Commutating ferrite ring will saturate more quickly when load current increases...
The ring saturates, but because the frequency and mainly the current slope gets higher and amplitude increase the base drive (the voltage across the ring gets way higher, increasing the base drive way beyond what the transistor needs for the currents, so causes the Ts to go way higher), the quite long storage time in the transistors makes the current to go way larger. And this effect causes the current to go way beyond the normal operating current.
It is not uncommon to see currents 3x higher than normal, but more like 5x...
In reality the opposite is more of a problem: To keep the current from soaring really high, saturating the main inductor and frying the transistors, mainly when the lamp ignition fails (normally the high current rise is stopped by the discharge clamping the voltage across the resonant capacitor).
Also without this much of current boost, it won't be able to generate sufficient voltage for discharge ignition.
Taking an example with a 11W, 0.15A lamp, series inductor about 3mH, resonant capacitor 2.2nF, neglect the series coupling capacitor for the simplicity (it makes the things even worse, as it efectively reduces the inductance), fed from rectified 230V so about 300VDC so about 150VAC at the halfbridge.
Normal operating frequency would be about 36..40kHz, yielding the 0.15Arms (L/R time constant fed by a square wave).

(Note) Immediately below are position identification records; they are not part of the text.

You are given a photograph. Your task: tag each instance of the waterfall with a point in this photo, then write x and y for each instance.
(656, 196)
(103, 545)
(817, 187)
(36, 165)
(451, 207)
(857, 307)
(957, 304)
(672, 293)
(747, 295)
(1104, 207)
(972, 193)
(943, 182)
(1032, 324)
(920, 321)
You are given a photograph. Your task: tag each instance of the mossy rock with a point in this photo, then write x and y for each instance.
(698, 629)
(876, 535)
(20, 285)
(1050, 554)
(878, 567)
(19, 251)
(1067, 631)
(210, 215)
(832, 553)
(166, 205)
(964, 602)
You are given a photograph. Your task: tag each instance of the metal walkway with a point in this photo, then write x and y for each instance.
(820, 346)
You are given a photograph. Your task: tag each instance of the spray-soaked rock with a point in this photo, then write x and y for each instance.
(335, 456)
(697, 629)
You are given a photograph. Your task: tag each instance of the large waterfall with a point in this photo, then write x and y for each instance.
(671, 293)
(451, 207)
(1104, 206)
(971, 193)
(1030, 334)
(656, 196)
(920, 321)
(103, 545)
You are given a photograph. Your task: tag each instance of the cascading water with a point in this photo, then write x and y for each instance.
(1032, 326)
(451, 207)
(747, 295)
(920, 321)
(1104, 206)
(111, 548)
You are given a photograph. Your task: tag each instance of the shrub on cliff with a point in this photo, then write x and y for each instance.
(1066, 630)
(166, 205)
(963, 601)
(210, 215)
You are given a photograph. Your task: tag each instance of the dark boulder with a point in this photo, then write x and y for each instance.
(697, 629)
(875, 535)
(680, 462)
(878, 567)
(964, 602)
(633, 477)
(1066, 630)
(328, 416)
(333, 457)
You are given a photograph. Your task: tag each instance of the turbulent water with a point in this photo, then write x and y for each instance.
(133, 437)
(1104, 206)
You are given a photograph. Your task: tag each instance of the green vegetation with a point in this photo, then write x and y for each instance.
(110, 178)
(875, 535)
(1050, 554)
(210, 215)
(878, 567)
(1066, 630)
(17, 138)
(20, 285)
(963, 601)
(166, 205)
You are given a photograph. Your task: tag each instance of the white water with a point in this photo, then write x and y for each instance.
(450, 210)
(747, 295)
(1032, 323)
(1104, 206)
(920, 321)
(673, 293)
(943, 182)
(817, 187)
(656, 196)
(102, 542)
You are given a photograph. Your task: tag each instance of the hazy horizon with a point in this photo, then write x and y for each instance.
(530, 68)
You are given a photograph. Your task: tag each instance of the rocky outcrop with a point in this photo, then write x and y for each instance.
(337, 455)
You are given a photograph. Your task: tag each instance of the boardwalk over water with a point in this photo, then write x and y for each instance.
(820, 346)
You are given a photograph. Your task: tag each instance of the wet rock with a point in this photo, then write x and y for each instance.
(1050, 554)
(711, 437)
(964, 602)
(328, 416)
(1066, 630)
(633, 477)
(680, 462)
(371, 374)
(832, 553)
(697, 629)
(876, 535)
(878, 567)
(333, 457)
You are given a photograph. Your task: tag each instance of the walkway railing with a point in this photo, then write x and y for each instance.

A starting frequency around 140kHz would yield about 0.45A and barely 220Vrms across the capacitor (Vstart = Ires * (1/(2*Pi*Freq); 150V/Ires = 2*Pi*Freq*L - 1/(2*Pi*Freq*C); assume operating on the inductive resonance side). And that is already quite low, even when speaking about 140kHz.
The 140kHz means 3.5us long pulses, only the second half of it is carried by the transistor itself (the first comes from the parallel diode, because it flows in the opposite direction) so about 1.75us while the Ts of the transistors use to be in the 1.5us ballpark. So the ring core saturation needs to happen about 250ns after the current zero cross, which corresponds to about 0.15A saturation current it would have for normal operation.